Part II: The Science, The Scientist, and the Human

Why talk about Einstein when the film is titled “Oppenheimer?” Save for the Americans, ask any layperson if they know who J. Robert Oppenheimer is, and they’d probably tell you that they don’t. For most of the world, Einstein holds two titles: the “Smartest Man in the World,” and the “Father of the Atom Bomb.” Both are misconceptions. We can’t know for sure if Einstein was indeed the smartest person of his generation, but to say that he was the “father” of the Atom Bomb is outright wrong.

But one thing is for certain: ever since Oppenheimer, there has been a growing distrust of science in America. Oppie may not be the main cause, especially with the increasingly divisive politics of today, but his generation of scientists were the sparks which started the chain reaction. The thing is, it may not even be their fault. 

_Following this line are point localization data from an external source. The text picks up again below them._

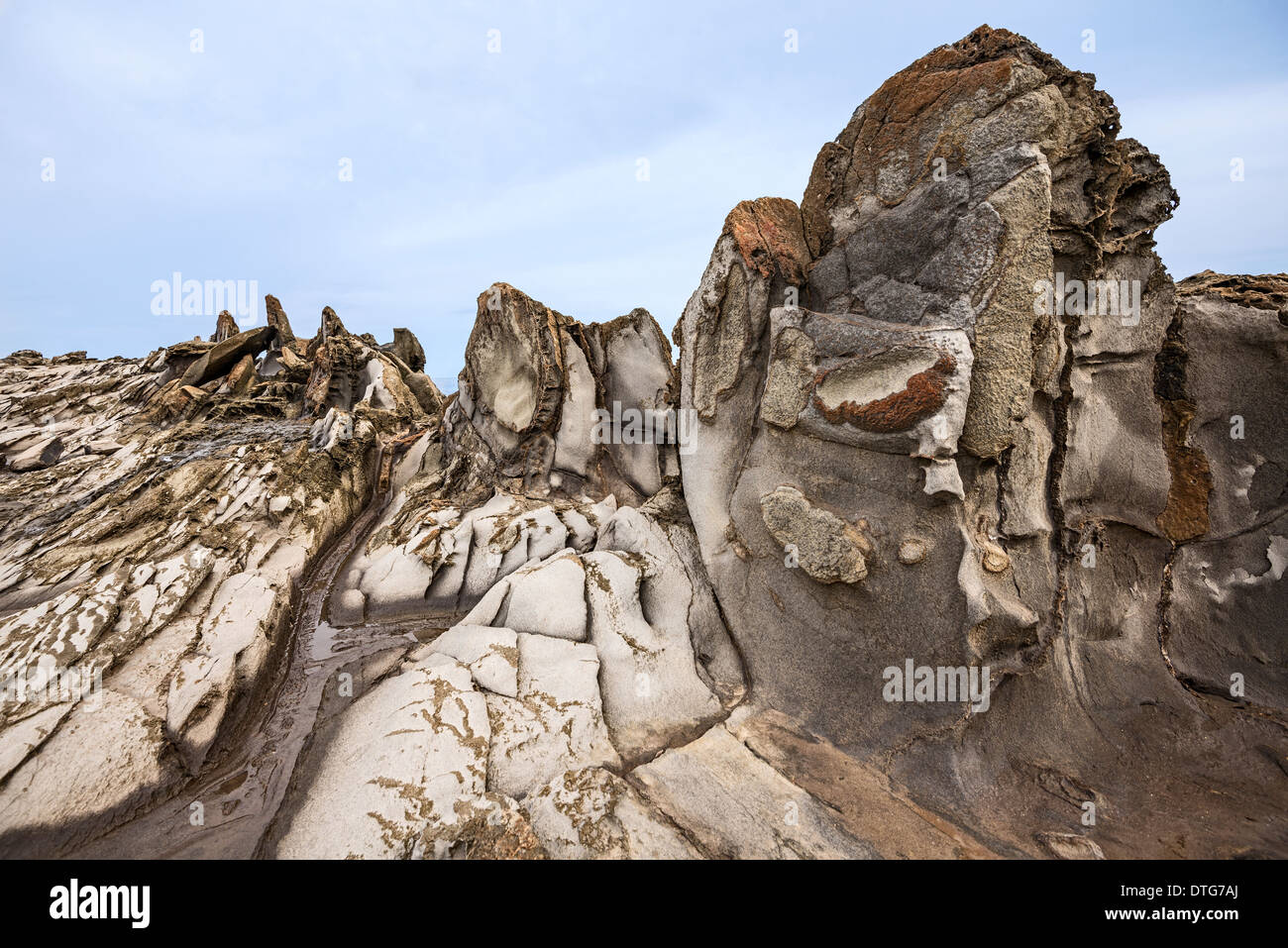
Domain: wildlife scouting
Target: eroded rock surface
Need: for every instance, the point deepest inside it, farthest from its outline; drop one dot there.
(952, 520)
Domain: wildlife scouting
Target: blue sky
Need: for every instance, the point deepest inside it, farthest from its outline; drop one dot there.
(473, 166)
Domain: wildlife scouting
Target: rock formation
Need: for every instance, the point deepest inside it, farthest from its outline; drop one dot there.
(953, 522)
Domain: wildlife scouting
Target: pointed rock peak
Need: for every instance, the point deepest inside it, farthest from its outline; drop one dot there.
(331, 325)
(407, 348)
(771, 237)
(224, 327)
(278, 321)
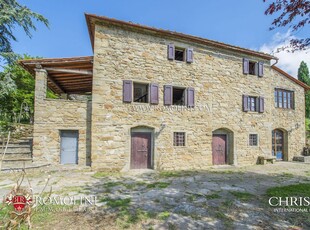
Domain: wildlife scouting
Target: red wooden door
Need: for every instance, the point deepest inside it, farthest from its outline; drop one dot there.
(219, 150)
(141, 150)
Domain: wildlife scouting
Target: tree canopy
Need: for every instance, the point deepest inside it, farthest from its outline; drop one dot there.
(303, 75)
(13, 14)
(17, 88)
(292, 13)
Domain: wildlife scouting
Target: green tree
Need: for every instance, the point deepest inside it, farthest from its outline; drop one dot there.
(17, 88)
(303, 75)
(294, 14)
(13, 14)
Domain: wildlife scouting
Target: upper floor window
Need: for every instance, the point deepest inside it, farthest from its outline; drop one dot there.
(253, 139)
(180, 54)
(179, 139)
(283, 99)
(140, 92)
(253, 68)
(253, 103)
(179, 96)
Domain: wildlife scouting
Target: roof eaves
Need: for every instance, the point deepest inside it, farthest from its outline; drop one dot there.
(305, 86)
(90, 17)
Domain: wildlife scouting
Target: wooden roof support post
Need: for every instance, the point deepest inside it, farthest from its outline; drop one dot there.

Most criticisms of Oppenheimer and his work on the Manhattan Project are valid. He must be made to shoulder the notoriety—and more importantly: the guilt—of building the bombs dropped on Japan. He did go on public record that he regretted it. Those who are more forgiving of Oppenheimer may say that he had no choice but to work for the military. If he had not, it may have been Nazi Germany who would have dropped the first atomic bombs on US soil. He had no choice.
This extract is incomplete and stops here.